In his new book, Equations of Life: How Physics Shapes Evolution, Charles Cockell from the University of Edinburgh makes the argument that physical laws limit the diversity of life on Earth and, we might expect, elsewhere in the universe.
The book uses many examples of living things on our own planet, most convincingly the ladybug, to explain eloquently why everything from microbes to large animals are the way they are. For example, why does the ladybug not fall off a leaf? How does it manage to breathe without lungs? How does it survive winter or fly—considering its aerodynamics are very different from an airplane’s?
Having shown that physical factors limit the solutions for life on this planet, Cockell extends the argument to extraterrestrial life. He expects us to find only carbon-based life elsewhere in the universe, which, he contends, is likely to use water as a solvent and have only a limited set of available nutrients and building blocks for biology. We should not be surprised, therefore, to find on some other planet an animal that reminds us of, say, a cow, or a raven, or even a human. So our Cosmic Zoo may be quite limited.

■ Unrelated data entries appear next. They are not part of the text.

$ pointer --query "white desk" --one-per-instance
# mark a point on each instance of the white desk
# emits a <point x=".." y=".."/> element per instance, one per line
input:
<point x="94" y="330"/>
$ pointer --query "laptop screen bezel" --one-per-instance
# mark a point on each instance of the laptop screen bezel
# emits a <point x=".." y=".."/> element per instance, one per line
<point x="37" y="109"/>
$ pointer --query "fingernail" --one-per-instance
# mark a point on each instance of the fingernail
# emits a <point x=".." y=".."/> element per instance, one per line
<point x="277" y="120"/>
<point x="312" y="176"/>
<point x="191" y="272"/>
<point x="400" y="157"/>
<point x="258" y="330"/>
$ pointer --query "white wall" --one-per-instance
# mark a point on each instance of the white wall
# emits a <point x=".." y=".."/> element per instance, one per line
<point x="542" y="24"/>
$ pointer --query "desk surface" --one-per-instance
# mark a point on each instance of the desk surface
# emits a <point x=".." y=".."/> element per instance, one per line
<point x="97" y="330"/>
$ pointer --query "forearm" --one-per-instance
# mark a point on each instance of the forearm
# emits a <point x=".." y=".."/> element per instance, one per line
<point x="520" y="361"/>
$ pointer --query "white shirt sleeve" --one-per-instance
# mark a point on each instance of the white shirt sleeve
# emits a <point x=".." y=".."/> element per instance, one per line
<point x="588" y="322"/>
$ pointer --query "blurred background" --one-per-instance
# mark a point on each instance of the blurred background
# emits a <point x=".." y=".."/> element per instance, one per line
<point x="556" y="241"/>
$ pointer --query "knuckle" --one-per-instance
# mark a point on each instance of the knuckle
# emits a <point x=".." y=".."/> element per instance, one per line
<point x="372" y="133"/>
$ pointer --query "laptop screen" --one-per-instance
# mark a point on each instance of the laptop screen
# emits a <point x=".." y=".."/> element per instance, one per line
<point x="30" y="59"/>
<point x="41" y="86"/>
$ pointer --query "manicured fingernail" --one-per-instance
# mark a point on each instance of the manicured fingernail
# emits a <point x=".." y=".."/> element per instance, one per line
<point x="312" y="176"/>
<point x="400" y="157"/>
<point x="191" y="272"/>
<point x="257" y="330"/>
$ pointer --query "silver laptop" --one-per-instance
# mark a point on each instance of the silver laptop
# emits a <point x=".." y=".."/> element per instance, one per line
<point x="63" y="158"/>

Cockell certainly has a point. There is no question that life must adhere to physical and chemical laws. However, nature has surprised us in the past, and has accomplished on our own world what we once considered impossible. Why, for example, could extraterrestrial life not use methanol as a solvent, just as we use water? Methanol has many of the same properties as water, and, being organic, might assist in organic synthesis reactions that lead to cells. I see a danger in being overly confident that our type of biology on Earth is the only game in town. Environmental conditions on our planet fall within a very narrow range, and there may be other possibilities of which we are not yet aware.
Perhaps the Martian lake recently discovered beneath a mile of ice would make a great testing ground. The Italian authors of that study suggest that the temperature of this lake should be lower than -50 degrees Celsius, way below the freezing point of water. To stay liquid at those temperatures, the water would need to contain salts like magnesium or calcium perchlorates that are not amenable to life. It’s very difficult to imagine any Earth-type life thriving in such a solution.
On the other hand, it may have taken thousands or even millions of years for the Martian lake to become so rich in perchlorates. Putative Martian microbes may have had many, many generations to adapt to the salty environment. Did they reach a physical limit, at which point all life died? Or, did life find a way that we haven’t yet discovered?
Going to Mars and obtaining a sample by drilling would give us the answer, but drilling down that deep poses an enormous technical challenge.